Now we learn that Central Falls High School has a much higher graduation rate, but teachers are saying–anonymously and off the record–that the graduation rate is phony. Students who were persistently absent graduated. Teachers say that students got quick and easy credits by credit recovery, by sitting in a front of a computer for a couple of days and answering multiple-choice questions. Similar questions have been raised about the graduation rate from middle school to high school.
But Gallo and Gist say they trust the higher graduation rate.
Here’s the deal: The data are closely scrutinized and criticized when they want to close your school. But when the reformers take over, the data are taken at face value.
BINGO! It’s just another way of scamming parents. Tell them how great their school is doing and they have NO idea that the diploma is meaningless.
Diane,
It is clear to me that NCLB ultimately has created NCER…No Child Ever Retained. Grade and credit recovery schemes are all over the place. It is not simply the spirit of improvement that has caused this, it is the punitive nature of NCLB that has (you elaborate on this brilliantly in your book).

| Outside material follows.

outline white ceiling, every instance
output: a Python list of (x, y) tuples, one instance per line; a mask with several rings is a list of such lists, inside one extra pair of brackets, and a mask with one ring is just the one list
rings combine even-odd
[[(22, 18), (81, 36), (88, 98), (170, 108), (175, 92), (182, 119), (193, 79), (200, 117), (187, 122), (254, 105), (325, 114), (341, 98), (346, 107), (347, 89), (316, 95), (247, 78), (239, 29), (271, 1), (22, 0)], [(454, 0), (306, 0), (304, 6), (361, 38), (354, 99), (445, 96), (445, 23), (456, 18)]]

I suggest replacing ALL school-wide accountability calculations with ONE simple indicator: an up or down arrow indicating what happened to the enrollment the prior year. That is it. In LA, our Governor wants to ’empower’ parent to make choices about which school to sent their children. What better way than a simple, consistent, unchanging indicator, up or down? No calculations needed. No thresholds being defined then re-defined to make things better or worse. Just a simple arrow.
Color code those arrows to make it even easier. Green for up. Red for down. A yellow one in a horizontal fashion might work for no change.
Credit recovery is a joke. The computer lessons are easy to manipulate. You just guess, guess again. The old adage used to be if you don’t succeed try, try again. They are learning nothing but how to game the system. This is a huge disservice to the students and the incompetent adminstrators can pat themselves on the back. I wonder how they rationalize pushing kids through just to make it look like their reforms are working.
I agree about the computer credit recovery. From my experience with it in my high school, it is a failed idea.
Reblogged this on Kmareka.com and commented:
Diane Ravitch discusses the recent education reform drama in Central Falls.
It’s not the only system in RI that screwed their teachers and finagle data….
The move in Central Falls had only one true purpose: to break the union. We saw similar moves here in Providence though the teachers eventually won out.
This does not bode well for public education in general. I see increasing efforts to privatize education and should that come to fruition, it will end very badly.
You sure nailed it, Diane, in the last paragraph.
If what you’re saying is correct it is truly criminal.
I found an April 2012 PowerPoint presentation done by the district entitled “Lessons Learned From A High School In Transformation” where additional information can be found.
Click to access Board-Presentation-3.27.12.pdf
Interesting to look at the graduation rate over the last five years:
2008: 75%
2009: 52%
2010: 48%
2011: 54%
2012: 71%
The only thing more unbelievable than the 2012 graduation rate of 71% is the 2008 graduation rate of 75% !
The gaming of graduation rates may have happened pre-reform and post-reform. We may never know.
I would love to see a reform-neutral, tenacious investigative reporter get in there and do her best to tell us what really has been happening at Central Falls High School over the last 5 years.
Central Falls is being reorganized due to bankruptcy. The punch in the gut is, everyone’s pay will be cut, but not bond holders, they will get 100%. RI has a new law that says bond holders get paid first, not faithful public servants, not RI vendors, but bond holders.